Le général est parait-il allé à Linz se mettre en liaison avec les Américains. Après déjeuner je vais faire une longue promenade exploration le long de la rivière, affluent de la Morava, c’est épatant. Je songe encore longuement à mes ché­ris et à notre prochaine rencontre. Puis installé sur une grosse pierre dans la rivière, j’écris mon journal. Le soleil tape. La rivière grouille de truites, beaucoup de camarades essaient de pécher avec des moyens de fortune ; certains ont pas mal de succès. En remontant au cantonnement, beaucoup d’excitation et de nouvelles. Ceux qui ont été en promenade à Kaplitz racontent que la ville est en effervescence, les magasins fermés, tout le monde dans les rues, des étrangers en foule, arborant les drapeaux de toutes les nations, surtout rouges etc. Des réfugiés allemands fuyant les tchèques et les russes ; des in­ternés politiques cherchant à gagner les lignes alliées etc.

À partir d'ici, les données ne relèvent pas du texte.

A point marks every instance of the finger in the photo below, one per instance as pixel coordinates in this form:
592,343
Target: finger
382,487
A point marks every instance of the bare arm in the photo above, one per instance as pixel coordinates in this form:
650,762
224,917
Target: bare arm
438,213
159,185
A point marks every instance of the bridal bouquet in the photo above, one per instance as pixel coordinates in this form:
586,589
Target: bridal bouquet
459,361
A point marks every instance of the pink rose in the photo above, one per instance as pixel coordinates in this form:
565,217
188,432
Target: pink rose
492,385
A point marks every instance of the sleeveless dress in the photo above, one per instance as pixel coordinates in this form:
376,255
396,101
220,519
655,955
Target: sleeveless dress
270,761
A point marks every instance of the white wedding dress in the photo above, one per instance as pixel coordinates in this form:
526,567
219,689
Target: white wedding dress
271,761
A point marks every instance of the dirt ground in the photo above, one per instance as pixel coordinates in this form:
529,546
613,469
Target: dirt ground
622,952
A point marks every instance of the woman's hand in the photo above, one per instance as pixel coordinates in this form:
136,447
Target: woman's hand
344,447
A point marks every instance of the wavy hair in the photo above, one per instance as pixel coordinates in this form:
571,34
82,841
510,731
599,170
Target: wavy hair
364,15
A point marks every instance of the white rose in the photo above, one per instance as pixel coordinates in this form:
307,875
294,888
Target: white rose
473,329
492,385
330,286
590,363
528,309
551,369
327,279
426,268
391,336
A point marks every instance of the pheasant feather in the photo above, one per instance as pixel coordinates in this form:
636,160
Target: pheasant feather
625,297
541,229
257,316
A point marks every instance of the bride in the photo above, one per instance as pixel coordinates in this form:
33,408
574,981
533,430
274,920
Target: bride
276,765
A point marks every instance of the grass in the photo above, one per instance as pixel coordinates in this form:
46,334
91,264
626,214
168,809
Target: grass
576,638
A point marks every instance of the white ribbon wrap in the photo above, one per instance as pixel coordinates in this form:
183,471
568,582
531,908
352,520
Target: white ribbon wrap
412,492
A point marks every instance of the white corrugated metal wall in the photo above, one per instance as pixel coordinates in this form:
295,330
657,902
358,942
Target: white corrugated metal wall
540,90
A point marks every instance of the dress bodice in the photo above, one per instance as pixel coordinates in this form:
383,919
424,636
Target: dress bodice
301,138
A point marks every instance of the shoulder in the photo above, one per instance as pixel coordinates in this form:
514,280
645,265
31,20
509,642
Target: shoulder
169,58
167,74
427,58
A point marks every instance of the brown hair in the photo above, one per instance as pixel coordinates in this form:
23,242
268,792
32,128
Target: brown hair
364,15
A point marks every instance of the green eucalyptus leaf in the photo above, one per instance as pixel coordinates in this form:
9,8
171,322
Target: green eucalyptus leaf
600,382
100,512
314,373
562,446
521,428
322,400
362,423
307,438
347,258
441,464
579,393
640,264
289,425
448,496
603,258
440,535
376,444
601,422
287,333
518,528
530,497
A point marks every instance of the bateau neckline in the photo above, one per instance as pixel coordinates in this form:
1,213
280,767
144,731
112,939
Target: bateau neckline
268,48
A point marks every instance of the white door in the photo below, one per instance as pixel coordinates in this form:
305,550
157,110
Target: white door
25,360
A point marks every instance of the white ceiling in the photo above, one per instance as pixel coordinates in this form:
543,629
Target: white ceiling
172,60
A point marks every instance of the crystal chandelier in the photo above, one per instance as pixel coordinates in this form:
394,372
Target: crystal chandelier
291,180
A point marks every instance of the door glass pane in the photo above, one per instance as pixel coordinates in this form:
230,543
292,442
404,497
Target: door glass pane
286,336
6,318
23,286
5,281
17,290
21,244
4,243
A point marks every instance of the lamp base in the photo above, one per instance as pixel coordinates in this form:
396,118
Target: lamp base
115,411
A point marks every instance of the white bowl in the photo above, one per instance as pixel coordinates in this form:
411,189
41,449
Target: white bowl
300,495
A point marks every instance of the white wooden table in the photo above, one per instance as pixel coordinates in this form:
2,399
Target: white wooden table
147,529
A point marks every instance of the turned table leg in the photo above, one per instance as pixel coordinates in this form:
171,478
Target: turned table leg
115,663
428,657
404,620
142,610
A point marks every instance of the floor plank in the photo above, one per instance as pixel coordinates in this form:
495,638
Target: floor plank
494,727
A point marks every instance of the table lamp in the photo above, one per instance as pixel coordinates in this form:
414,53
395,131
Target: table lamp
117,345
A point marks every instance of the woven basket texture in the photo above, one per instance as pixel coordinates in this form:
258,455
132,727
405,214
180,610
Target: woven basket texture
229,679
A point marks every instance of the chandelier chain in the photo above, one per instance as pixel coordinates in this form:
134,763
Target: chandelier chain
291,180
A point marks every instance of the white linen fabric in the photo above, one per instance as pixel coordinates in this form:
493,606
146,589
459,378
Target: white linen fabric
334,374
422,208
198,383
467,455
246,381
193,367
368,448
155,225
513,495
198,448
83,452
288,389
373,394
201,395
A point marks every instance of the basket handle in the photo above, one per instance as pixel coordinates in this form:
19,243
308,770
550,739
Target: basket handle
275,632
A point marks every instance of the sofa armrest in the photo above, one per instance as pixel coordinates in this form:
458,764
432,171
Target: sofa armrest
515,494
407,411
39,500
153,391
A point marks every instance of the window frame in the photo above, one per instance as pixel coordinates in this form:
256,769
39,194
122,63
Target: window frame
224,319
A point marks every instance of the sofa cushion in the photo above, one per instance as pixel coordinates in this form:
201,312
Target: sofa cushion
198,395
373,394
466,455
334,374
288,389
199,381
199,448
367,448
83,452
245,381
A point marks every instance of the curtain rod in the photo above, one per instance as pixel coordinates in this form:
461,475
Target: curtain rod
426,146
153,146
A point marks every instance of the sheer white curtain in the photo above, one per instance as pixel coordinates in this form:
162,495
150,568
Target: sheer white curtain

Il parait que nous allons nous déplacer car nous som­mes dans une zone qui sera occupée par les tchèques, les russes allant jusqu’à la Moldava, les Américains au-delà. En tous cas, tout le monde préfère avoir à faire aux Américains.

Les distributions de vivres continuent sur le même rythme ; ce qui manque le plus c’est le pain. Cuisine : soupe légère après le gueuleton de midi. Après dîner je vais faire une promenade avec Berton sur la route. Il faut bien que nous voyions par nous-mêmes comment cela se passe, car depuis notre changement de cantonnement nous sommes bien éloignés de tout mouvement et de ce qui se passe à l’extérieur. Sur la route cela passe toujours ; des armes et des équipements en assez petit nombre dans les fossés, tout à fait ce que nous avons connu, mais un peu moins de pagaïe quand même. On voit 4 inter­nés politiques français qui se sont échappés dans une voiture allemande, habillés absolument comme des bagnards, l’aspect lamentable et squelettique, de tout jeunes gens, avec des yeux pro­fondément enfoncés et cernés.

9 Mai : Encore une journée splendide qui s’annonce. Le défilé sur la route a continué toute la nuit et ne s’arrête pas encore ! Lever à 6 h, thé et toilette, quel plaisir de pouvoir la faire régulièrement. Sauvage et Lienhart ramènent quelques dépouilles : du tabac en feuilles, des sacs tyroliens, des tabliers et sacs en caoutchouc, des affaires de cuisine etc.

Le bruit de déplacement se confirme ; un détachement précurseur part ce matin pour Rosenberg ; le reste demain à pied, mais bagages transportés. Cela nous met dans la zone américaine. Cela va être compliqué de transporter toutes nos provisions. Cuisine : pois avec pot au feu.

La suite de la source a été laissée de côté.